Q: When is it ethical to listen to other people’s phone conversations?
A: When it’s in the best interest of both parties. Making sure customer gets what they want, and helping staff achieve their objectives.
Maximising Customer Experience is the buzz expression these days. But less obvious is the benefit to the employee. But benefit they will. By identifying how they can improve their performance, we can not only help them achieve greater success and therefore greater job satisfaction, the resulting increase in customer satisfaction will assist profitability, which in turn translates into better employment conditions and good morale amongst work mates. They’ll be delivering for their employers and pulling their weight in a team. So what is at the heart of what ‘hacking’ or listening-in to calls to and from your organisation meant to achieve? What are we trying to measure?
It’s all about really knowing what your customers are experiencing. And it’s about knowing for certain, quantitatively, which of your sales staff are working hardest to find and keep customers. And it’s about understanding, qualitatively, how they’re managing to have more success than their colleagues. It’s also about discovering, for yourself, whether you’re selling what people really want to buy, and what else you might be able to sell them. Gold-dust from the horse’s mouth (excuse mixed metaphors). Of course you have to take care you don’t make a Summer out of each swallow, or knee jerk dealing with bad apples (mixing loads more metaphors). But, to continue the theme, there’s rarely smoke without fire.
These are such important factors for the success of your business, you simply can’t rely on keeping your fingers crossed and hoping that the information is going to find its way into your management. If you don’t ‘hack’ your customer contact staff, you’re relying on faith, hope or wishful thinking. The only way you can really know for certain what’s going on is to experience the way your organisation deals with customers, both reactively (ie in response to an enquiry or complaint), and proactively (making sales calls - whether the customer was previously interested or not). I’ve blogged elsewhere about the growing problem of Call Reluctance, so detecting it and resolving it is vital for all businesses who rely on sales staff making phone calls.

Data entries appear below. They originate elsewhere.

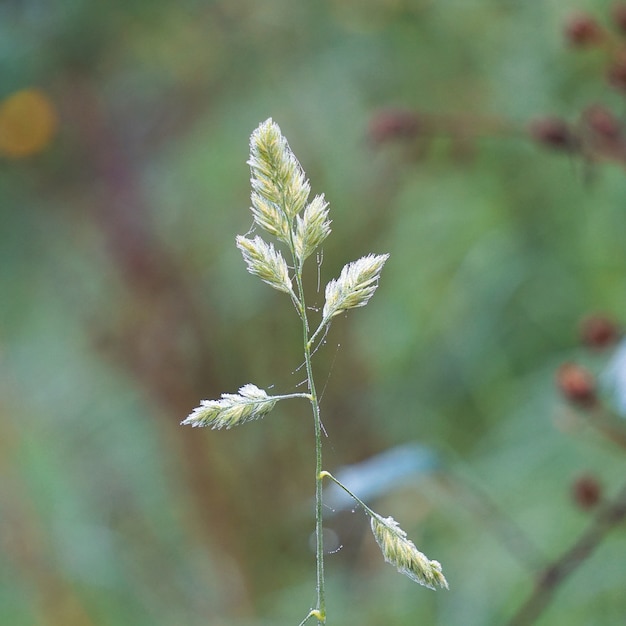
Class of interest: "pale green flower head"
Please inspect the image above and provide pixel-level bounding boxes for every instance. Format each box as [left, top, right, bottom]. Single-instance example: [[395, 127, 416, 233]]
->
[[248, 118, 311, 227], [323, 254, 389, 319], [181, 383, 276, 429], [371, 515, 448, 590], [236, 235, 292, 293]]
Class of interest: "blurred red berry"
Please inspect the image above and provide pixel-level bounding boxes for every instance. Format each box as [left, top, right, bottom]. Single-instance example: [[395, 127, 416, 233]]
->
[[611, 2, 626, 34], [556, 363, 597, 408], [368, 109, 420, 145], [607, 54, 626, 91], [572, 474, 602, 511], [565, 13, 604, 48], [528, 117, 578, 151], [580, 314, 620, 350]]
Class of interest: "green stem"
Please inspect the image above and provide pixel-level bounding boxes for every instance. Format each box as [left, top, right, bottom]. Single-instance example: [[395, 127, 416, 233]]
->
[[294, 262, 326, 624], [320, 470, 376, 522]]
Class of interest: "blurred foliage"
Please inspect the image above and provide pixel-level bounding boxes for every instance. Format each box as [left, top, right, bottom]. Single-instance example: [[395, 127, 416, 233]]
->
[[0, 0, 626, 626]]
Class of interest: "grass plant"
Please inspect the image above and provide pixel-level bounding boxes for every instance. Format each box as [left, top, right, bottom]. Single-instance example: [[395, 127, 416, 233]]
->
[[182, 119, 448, 626]]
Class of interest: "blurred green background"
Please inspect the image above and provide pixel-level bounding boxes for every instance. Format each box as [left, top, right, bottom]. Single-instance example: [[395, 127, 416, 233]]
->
[[0, 0, 626, 626]]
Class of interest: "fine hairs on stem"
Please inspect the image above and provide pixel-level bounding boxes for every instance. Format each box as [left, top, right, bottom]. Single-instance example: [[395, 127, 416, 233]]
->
[[182, 119, 448, 626]]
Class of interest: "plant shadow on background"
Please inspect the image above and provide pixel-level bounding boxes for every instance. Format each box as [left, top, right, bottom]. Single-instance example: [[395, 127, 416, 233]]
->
[[0, 0, 626, 626]]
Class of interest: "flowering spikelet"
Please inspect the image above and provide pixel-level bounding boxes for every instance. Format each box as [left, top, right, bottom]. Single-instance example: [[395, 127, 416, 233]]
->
[[181, 383, 276, 429], [248, 118, 311, 224], [293, 194, 330, 263], [371, 515, 448, 589], [237, 235, 292, 293], [323, 254, 389, 319]]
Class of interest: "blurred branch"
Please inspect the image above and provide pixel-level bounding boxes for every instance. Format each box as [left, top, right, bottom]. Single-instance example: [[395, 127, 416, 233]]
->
[[57, 74, 254, 613], [508, 478, 626, 626], [438, 473, 543, 572]]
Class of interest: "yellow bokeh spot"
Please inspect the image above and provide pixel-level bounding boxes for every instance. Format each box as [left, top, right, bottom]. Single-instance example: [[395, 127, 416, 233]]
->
[[0, 89, 58, 159]]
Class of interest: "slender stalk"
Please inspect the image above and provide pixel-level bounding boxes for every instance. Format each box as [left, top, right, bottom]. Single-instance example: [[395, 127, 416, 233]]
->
[[294, 255, 326, 624]]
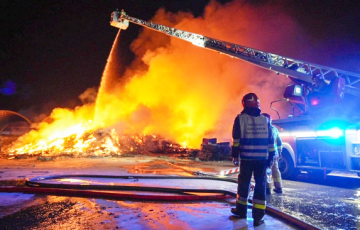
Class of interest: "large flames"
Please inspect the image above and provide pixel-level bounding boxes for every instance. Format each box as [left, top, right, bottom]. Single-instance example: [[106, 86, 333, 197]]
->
[[8, 1, 299, 155]]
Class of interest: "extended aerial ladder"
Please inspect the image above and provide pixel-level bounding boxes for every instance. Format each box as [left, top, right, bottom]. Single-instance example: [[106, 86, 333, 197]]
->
[[110, 10, 360, 96], [110, 10, 360, 178]]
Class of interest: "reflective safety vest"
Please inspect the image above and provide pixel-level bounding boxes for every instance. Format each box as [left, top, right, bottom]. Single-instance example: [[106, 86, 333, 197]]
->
[[238, 113, 268, 160]]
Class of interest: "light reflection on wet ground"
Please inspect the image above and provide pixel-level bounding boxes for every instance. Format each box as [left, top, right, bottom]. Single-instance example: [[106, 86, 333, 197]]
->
[[267, 175, 360, 229]]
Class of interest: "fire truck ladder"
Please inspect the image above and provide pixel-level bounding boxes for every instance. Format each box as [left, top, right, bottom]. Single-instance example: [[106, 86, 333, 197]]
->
[[110, 10, 360, 96]]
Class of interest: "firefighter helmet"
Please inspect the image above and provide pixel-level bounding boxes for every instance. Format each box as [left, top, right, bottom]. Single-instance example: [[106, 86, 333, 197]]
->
[[241, 93, 260, 108]]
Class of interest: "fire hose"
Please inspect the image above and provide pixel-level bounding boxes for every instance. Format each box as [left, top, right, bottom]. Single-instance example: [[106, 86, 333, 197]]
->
[[0, 175, 319, 230]]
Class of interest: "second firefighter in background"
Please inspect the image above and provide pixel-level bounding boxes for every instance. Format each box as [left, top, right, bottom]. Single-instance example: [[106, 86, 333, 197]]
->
[[231, 93, 275, 226]]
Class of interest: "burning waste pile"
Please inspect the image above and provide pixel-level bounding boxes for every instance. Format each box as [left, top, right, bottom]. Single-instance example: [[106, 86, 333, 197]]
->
[[6, 129, 192, 158], [2, 1, 292, 160]]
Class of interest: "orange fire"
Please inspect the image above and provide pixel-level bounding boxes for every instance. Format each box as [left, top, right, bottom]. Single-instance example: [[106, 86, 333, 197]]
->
[[8, 1, 299, 155]]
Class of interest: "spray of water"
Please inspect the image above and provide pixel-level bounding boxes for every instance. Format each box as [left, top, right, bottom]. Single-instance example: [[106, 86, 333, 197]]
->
[[94, 30, 121, 127]]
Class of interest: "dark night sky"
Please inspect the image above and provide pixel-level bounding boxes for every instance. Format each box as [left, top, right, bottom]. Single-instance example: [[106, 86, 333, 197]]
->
[[0, 0, 360, 118]]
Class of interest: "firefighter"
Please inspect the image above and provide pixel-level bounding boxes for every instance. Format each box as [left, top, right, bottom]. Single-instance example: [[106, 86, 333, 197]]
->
[[231, 93, 275, 226], [262, 113, 282, 194]]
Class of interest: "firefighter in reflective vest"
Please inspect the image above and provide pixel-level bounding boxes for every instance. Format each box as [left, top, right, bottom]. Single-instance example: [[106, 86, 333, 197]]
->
[[262, 113, 282, 194], [231, 93, 275, 226]]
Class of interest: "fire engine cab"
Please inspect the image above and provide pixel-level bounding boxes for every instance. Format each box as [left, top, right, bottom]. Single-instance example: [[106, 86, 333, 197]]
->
[[110, 10, 360, 178]]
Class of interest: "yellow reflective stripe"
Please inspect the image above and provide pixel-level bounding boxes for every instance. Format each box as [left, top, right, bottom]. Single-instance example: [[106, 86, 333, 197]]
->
[[253, 203, 266, 210]]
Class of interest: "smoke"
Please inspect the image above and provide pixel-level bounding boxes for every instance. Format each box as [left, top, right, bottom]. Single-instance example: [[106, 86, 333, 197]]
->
[[105, 0, 305, 146], [79, 87, 97, 104], [7, 0, 306, 153]]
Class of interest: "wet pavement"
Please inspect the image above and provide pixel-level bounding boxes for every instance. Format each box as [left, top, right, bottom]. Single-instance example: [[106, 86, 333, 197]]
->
[[0, 156, 360, 229], [267, 176, 360, 230]]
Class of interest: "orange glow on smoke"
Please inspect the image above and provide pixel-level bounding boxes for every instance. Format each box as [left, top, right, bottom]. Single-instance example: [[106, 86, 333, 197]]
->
[[9, 0, 300, 155]]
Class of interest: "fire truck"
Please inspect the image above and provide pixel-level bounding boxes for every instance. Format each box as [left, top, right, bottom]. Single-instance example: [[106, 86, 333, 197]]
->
[[110, 10, 360, 178]]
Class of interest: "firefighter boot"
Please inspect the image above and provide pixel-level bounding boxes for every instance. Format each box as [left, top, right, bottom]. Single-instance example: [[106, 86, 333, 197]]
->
[[231, 202, 247, 219]]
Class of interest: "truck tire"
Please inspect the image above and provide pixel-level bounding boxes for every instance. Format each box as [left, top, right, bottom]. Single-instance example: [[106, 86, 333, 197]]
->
[[307, 169, 332, 178], [279, 149, 299, 179]]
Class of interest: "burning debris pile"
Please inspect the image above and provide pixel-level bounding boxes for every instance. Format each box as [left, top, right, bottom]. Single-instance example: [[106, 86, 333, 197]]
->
[[4, 129, 190, 157]]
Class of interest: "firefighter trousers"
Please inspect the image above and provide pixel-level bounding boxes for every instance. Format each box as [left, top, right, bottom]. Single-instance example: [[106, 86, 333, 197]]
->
[[266, 156, 282, 188], [236, 159, 266, 222]]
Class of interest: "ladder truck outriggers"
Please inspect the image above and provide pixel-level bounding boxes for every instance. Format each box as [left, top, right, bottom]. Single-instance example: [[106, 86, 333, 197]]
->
[[110, 10, 360, 178]]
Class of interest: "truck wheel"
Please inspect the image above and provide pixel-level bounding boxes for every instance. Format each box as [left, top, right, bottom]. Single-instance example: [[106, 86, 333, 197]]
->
[[307, 169, 332, 178], [279, 149, 298, 179]]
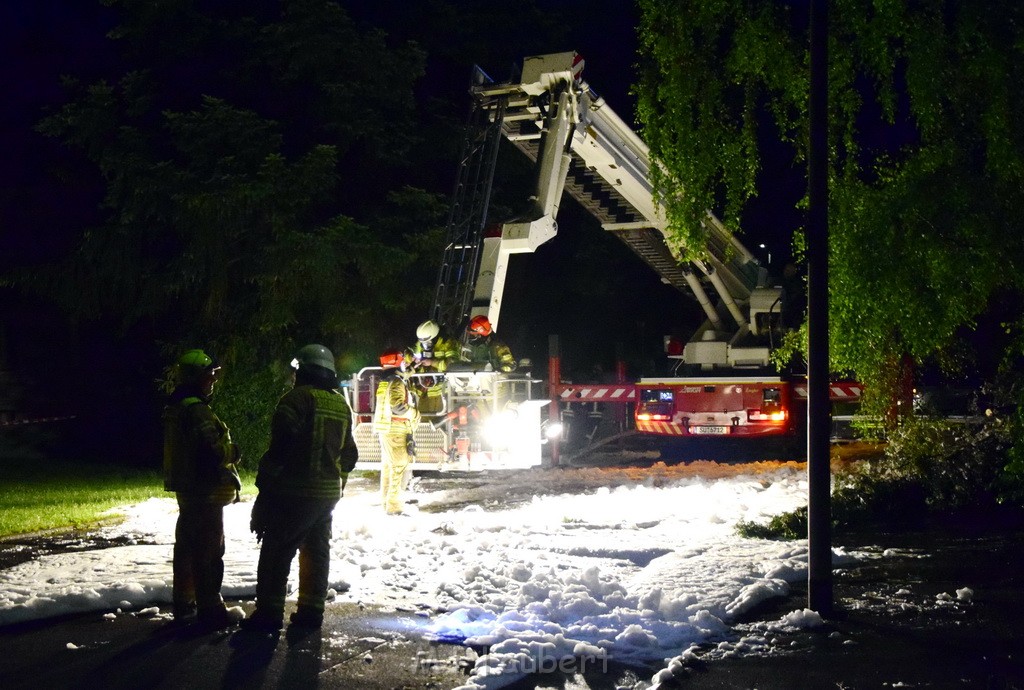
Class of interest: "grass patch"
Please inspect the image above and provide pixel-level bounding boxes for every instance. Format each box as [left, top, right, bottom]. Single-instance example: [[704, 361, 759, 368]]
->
[[0, 459, 255, 538], [0, 460, 170, 538]]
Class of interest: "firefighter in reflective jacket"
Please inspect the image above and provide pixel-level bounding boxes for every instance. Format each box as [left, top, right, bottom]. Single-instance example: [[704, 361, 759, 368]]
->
[[164, 350, 242, 629], [374, 350, 420, 515], [244, 345, 358, 633], [463, 314, 516, 374], [407, 320, 459, 417]]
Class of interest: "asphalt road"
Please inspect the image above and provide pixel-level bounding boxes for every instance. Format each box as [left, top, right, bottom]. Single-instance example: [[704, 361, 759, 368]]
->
[[0, 523, 1024, 690]]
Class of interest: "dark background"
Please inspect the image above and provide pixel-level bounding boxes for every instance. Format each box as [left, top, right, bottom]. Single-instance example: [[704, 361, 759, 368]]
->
[[0, 0, 803, 458]]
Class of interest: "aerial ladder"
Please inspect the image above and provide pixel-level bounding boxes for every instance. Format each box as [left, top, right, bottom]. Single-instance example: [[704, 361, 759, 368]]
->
[[433, 52, 860, 450]]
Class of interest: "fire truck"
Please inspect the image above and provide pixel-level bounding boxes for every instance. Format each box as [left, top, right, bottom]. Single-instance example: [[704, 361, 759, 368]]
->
[[348, 52, 860, 464]]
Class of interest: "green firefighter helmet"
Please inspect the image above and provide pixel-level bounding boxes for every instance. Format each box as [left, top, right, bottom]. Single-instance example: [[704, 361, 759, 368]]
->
[[292, 344, 338, 375], [175, 348, 220, 383], [416, 320, 441, 340]]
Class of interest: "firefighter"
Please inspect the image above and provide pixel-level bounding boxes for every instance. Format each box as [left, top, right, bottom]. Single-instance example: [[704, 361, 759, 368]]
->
[[374, 350, 420, 515], [463, 314, 516, 374], [163, 349, 245, 630], [408, 320, 459, 417], [245, 345, 358, 634]]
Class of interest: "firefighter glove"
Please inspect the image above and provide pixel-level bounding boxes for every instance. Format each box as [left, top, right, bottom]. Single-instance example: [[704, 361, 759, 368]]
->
[[249, 495, 269, 542]]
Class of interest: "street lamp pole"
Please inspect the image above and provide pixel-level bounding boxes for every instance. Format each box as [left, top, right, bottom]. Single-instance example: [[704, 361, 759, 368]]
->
[[807, 0, 833, 615]]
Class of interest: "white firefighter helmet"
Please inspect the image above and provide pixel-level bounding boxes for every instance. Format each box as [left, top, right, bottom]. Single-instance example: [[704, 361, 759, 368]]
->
[[416, 320, 441, 340]]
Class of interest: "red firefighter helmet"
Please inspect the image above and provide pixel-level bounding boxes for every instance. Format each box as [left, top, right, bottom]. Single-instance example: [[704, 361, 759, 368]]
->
[[381, 350, 406, 369], [466, 314, 490, 338]]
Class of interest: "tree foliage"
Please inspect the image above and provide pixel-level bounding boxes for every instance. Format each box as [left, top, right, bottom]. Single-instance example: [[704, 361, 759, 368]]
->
[[0, 0, 456, 457], [636, 0, 1024, 421], [20, 0, 442, 364]]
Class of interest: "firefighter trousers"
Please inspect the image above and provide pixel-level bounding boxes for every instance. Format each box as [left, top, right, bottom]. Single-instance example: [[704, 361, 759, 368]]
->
[[171, 492, 224, 615], [256, 495, 338, 620], [380, 431, 412, 515]]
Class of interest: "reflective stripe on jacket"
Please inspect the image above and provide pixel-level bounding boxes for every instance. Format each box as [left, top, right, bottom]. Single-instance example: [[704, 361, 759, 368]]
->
[[256, 386, 358, 499], [374, 376, 420, 434], [164, 397, 239, 505]]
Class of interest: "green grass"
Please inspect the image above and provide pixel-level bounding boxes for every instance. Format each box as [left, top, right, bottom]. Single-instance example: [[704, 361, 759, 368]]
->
[[0, 459, 170, 538], [0, 458, 262, 538], [0, 458, 378, 540]]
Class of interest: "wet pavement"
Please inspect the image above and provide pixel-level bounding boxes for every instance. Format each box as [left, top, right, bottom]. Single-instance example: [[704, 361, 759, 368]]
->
[[0, 528, 1024, 690]]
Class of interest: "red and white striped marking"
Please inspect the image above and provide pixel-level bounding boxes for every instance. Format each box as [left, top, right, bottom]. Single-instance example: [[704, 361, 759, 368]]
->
[[637, 420, 685, 436], [558, 384, 637, 402], [0, 415, 75, 427], [793, 382, 864, 400]]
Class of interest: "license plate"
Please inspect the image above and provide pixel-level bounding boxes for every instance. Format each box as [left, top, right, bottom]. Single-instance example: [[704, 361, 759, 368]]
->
[[690, 427, 729, 435]]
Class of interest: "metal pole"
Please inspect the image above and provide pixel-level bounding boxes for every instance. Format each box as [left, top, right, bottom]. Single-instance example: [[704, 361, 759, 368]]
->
[[548, 336, 562, 467], [807, 0, 833, 615]]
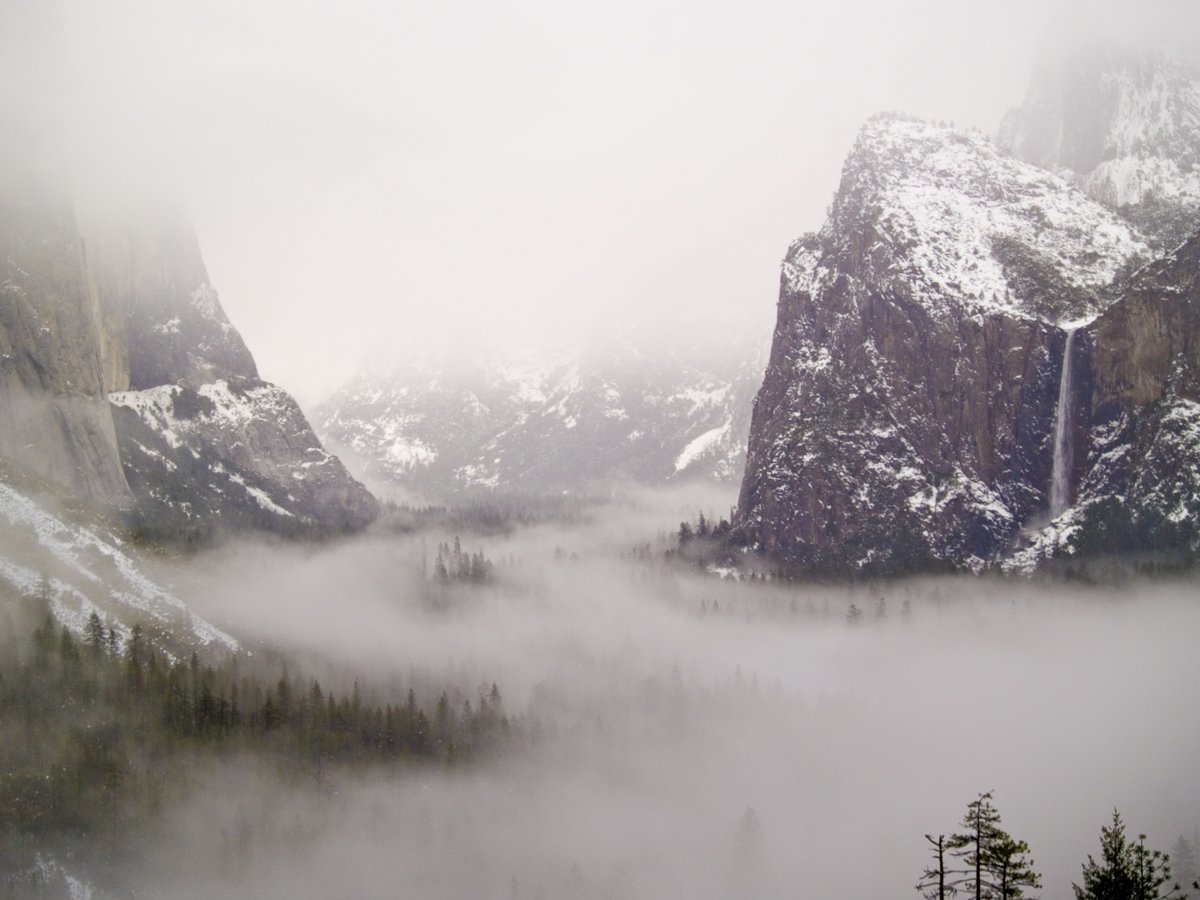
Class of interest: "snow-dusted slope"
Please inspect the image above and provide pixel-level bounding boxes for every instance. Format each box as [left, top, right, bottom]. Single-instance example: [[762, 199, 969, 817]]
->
[[0, 481, 239, 655], [1009, 235, 1200, 569], [738, 116, 1151, 571], [109, 378, 376, 541], [997, 46, 1200, 251], [801, 116, 1153, 322], [317, 319, 766, 497]]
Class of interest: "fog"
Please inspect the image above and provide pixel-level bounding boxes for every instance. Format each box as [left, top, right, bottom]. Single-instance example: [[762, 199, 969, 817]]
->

Listening in on your staff is not for the faint hearted. You’re on tenterhooks when you hear a salesman stumble over a question, get something wrong, or miss an opportunity to close a sale. But you swell with pride when you hear a customer service operator turn a complaint into a satisfied customer, or a salesman turn a cold call into a result. You immediately want to share their expertise or techniques with the whole of your organisation. You want best practice to pervade, and you want all your staff to be aware that interacting with customers is the lifeblood of your organisation and it can’t be done by halves. My previous company had a motto – Good enough is not good enough. Everyone has to be on their toes, and by recording calls you’ll develop a library of best practice examples to inspire and educate – and plenty of examples where better training or more care might have avoided damage to your brand and employee confidence.
This is the final frontier of Analytics – the human element of business. The bit computers can’t yet easily measure, but the bit in the supply chain that matters most – how your customers are treated and how well you persuade them to become customers in the first place. Keep your fingers crossed at your peril.